The young dragons and dragonelles clamored for it to be sounded again, but NaStirath cautioned them that the alarm-horn was deadly serious business, not a toy. Their clamor silenced at once—he’d never spoken sharply to them before.

To tell the truth, he felt a little guilty. So to make amends, with youthful enthusiasm checked in one direction, he gave them something important to do. They were to do their best that night to sneak into the Vesshall past the sentinels. No fighting, not even play fighting, allowed, and as soon as they were marked and pointed out, the game was over.

They had an opportunity to test it a few days later, when the horn sounded long and loud. It rattled exercise-loosened scale.

“Dragons come!” came the shout from the Black Sentinels.

NaStirath felt his firebladder pulse. When was the last time that had happened? When Wistala startled him at the pools when she first arrived, all those years ago?

He found himself trembling.

Black Sentinels assembled, bearing their spiked wooden clubs. The blacksmith was at work on short curved chopping blades that would make the most of blighter musculature and Vesshall ironmongering capabilities without breaking.

He hurried up to the watchtower balcony, stood just below, and looked to the south. Blighters were running every which way, reminding him of the time a wild dog made it into the chicken coops.

He saw two dragons flying across the lake, making use of the warm air rising.

Just two? He looked across the Sadda-Vale from end to end to make sure there weren’t more approaching low through the mountains. Satisfied, he turned his neck and examined the arrivals again.

A green with enormous wings and a gliding, more slender dragon approached from the south. NaStirath looked away, then looked back again, refocusing his eyes, to be sure of his identification.

“It’s AuRon and Wistala,” he said. It occurred to him that they might need to set up a signal for canceling the alarm.

He couldn’t tell if he was relieved or disappointed that there wouldn’t be a battle. His blood was well and truly aroused. Was he, against all his inclinations and attitudes, fierce?

Wistala landed, hard enough that a loose tile on the vast, stone-paved expanse before the entrance to Vesshall shifted noisily under her.

AuRon was a tough companion to fly alongside.

She remembered, rather grimly, that Natasatch once told her that she’d long since given up trying to keep up with her mate in the air and so she landed to rest and let AuRon’s anxiety to reach his destination go off with the winds.
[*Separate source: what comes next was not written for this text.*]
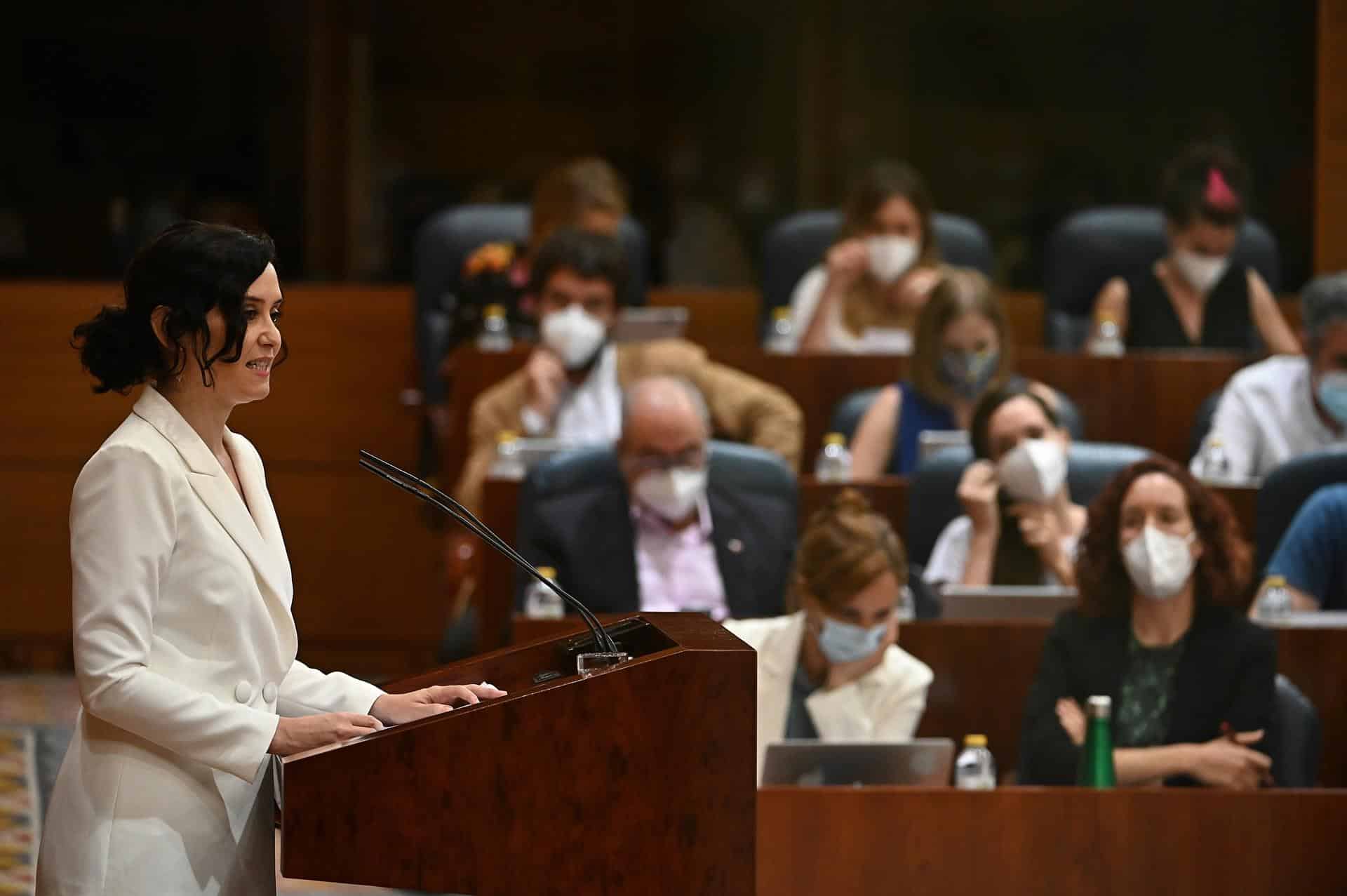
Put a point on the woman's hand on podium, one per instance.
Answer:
(395, 709)
(306, 732)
Wistala took pride in her strength and reserves of energy. She limited her pleas to asking AuRon to slow down, lest she burst a heart struggling to keep up.
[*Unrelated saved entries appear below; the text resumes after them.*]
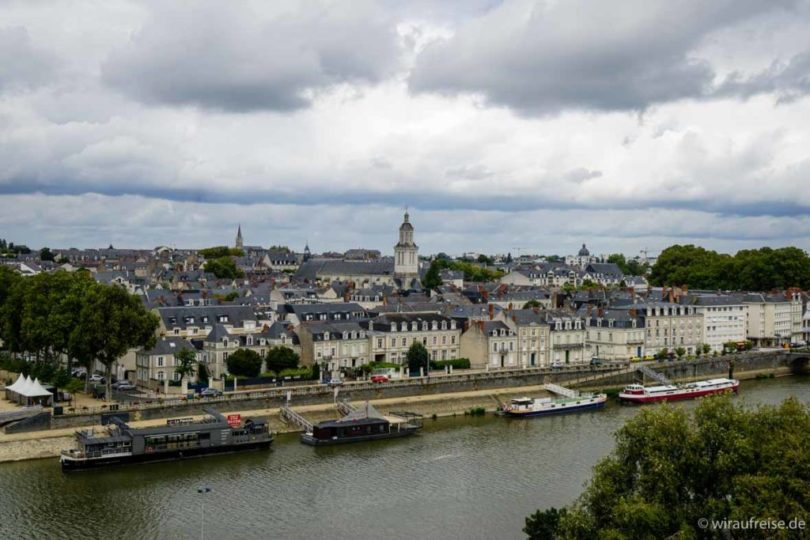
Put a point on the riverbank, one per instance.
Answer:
(48, 444)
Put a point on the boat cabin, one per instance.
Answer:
(345, 430)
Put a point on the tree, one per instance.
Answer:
(544, 524)
(418, 357)
(670, 470)
(432, 277)
(186, 362)
(112, 322)
(223, 268)
(245, 363)
(280, 358)
(45, 254)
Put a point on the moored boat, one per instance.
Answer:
(179, 438)
(363, 424)
(526, 407)
(637, 393)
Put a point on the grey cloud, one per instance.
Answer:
(469, 172)
(789, 81)
(22, 64)
(223, 58)
(581, 174)
(542, 58)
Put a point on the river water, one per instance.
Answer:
(461, 478)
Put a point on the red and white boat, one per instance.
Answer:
(637, 393)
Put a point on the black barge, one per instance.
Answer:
(363, 424)
(179, 439)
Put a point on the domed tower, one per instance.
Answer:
(406, 253)
(584, 252)
(239, 243)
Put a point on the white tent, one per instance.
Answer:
(10, 390)
(31, 392)
(17, 384)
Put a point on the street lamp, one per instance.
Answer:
(202, 490)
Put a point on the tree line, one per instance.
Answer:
(748, 270)
(673, 472)
(51, 316)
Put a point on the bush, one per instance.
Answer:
(245, 363)
(281, 358)
(457, 363)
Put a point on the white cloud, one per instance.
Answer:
(334, 155)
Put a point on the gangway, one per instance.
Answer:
(344, 406)
(561, 390)
(293, 417)
(654, 375)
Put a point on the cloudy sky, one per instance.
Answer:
(515, 126)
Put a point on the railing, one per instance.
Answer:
(280, 394)
(345, 407)
(294, 418)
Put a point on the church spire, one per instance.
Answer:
(239, 242)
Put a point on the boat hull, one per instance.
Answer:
(69, 464)
(555, 411)
(677, 396)
(312, 441)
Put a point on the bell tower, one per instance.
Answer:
(406, 253)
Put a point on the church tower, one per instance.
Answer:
(406, 253)
(239, 243)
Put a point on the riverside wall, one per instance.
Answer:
(747, 365)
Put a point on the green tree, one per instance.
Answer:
(224, 268)
(670, 469)
(280, 358)
(45, 254)
(186, 363)
(245, 363)
(418, 357)
(432, 277)
(544, 524)
(112, 322)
AuRon had apologized repeatedly, and he remembered for a day or so to set his speed on hers, but he liked being lead dragon—it let the follower relax a little, riding in the air that his wings broke. But his natural pace always crept back in mid-flight and she had to once again gasp for him to slow down.
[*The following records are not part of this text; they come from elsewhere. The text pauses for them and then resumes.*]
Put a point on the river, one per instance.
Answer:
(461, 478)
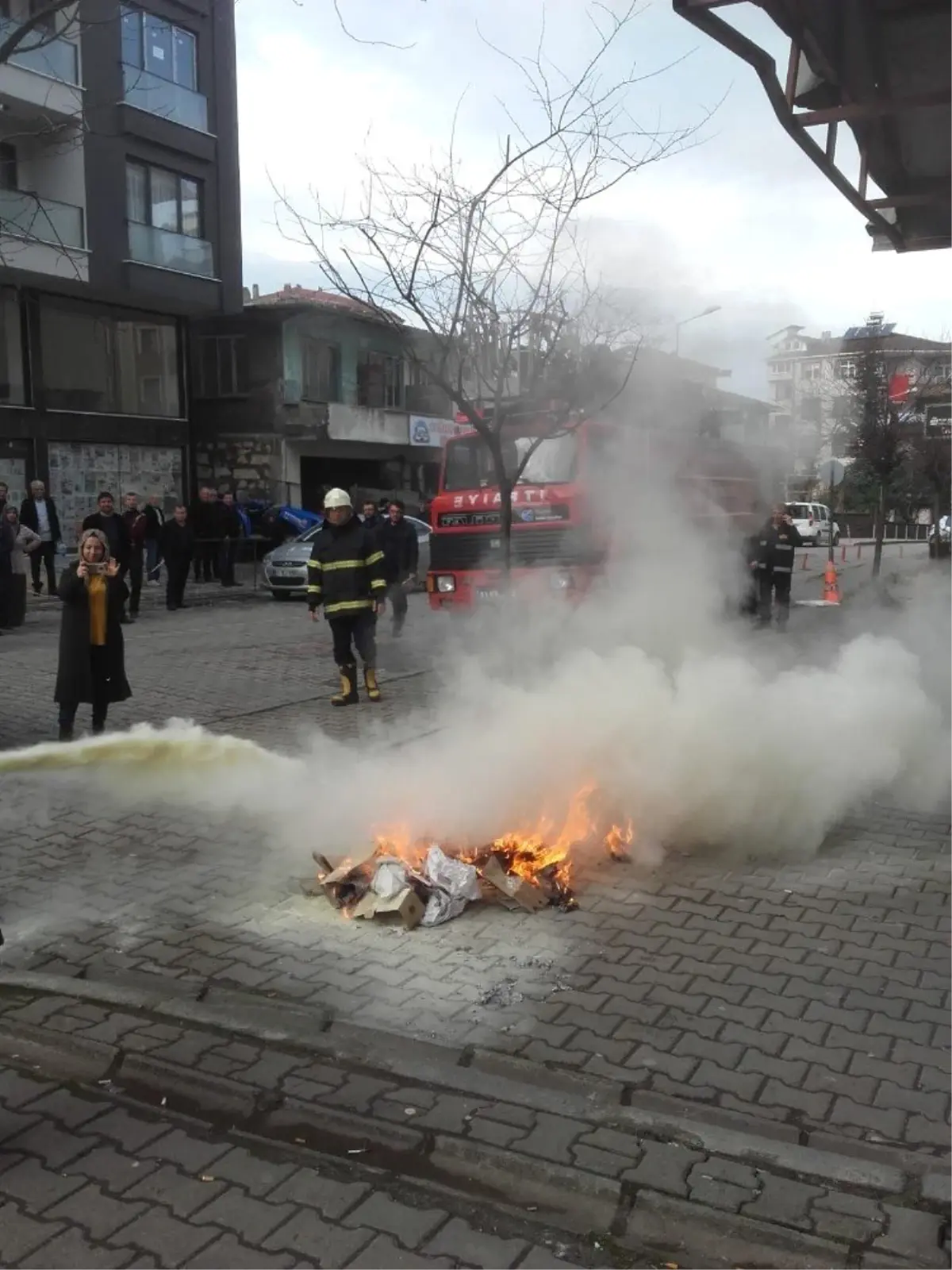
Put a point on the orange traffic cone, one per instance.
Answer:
(831, 587)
The process had been repeated over the week it took them to travel north from the Sunstruck Sea back to the Sadda-Vale. They alighted in a gray dawn, with AuRon’s scales almost colorless from fatigue. DharSii set the blighters to work bringing them fresh-plucked chickens with the blood still warm within.

“We came here to warn you,” Wistala said, tearing into shredded chicken flesh. The blighters had left the digestive track in the birds, but she was too hungry to complain about the taint. “We’ve shown ourselves as enemies of the Empire.”

“They moved before you,” DharSii said. “Or perhaps faster than you. No way to know which.”

They gratefully accepted food and wine hurriedly set out in Vesshall. Scabia greeted them and promised they’d talk in the morning, once they were rested. Then she slept like the dead.

Scabia ordered another overlarge breakfast. Wistala sensed that something had changed at Vesshall. Scabia was subdued—what in another dragon would be called deferential, but it was hard to apply that word to the white matriarch she’d known for so long.

Things seemed different between Aethleethia and NaStirath as well. She was less captivated by her hatchlings and more eager to settle down so that her tail rested against his.

But the greatest change was in NaStirath. He still joked, but his jokes revolved around trivial matters such as the weather or the state of the drains in the Vesshall. He talked sensibly about ways to increase the food supply should more dragons arrive, and wondered what the chances were of getting some dwarfish artisans in to set some matters straight in the kitchen and food storage. She kept expecting him to fall into his old role of Vesshall fool again and demand to know who fell for the new, masterful NaStirath and who knew it was an act.

A little blood spilled in the Sadda-Vale seemed to have created a world of change.

“We won’t stay long,” Wistala said, finishing her breakfast. “I go in search of my brother.”

“I go along,” AuRon said. “More for Wistala’s sake than my brother’s. I hope he knows what he’s doing.”

“He might say the same of you,” DharSii said. “An open attack on the Empire by two dragons?”

“Sometimes all it takes is one blow to give others courage,” Wistala said.

“You’ve been reading Ankelene sagas again,” DharSii said, referring to the intellectual strain of dragons who kept records, knew strange tongues, and served as a learned caste in the Lavadome.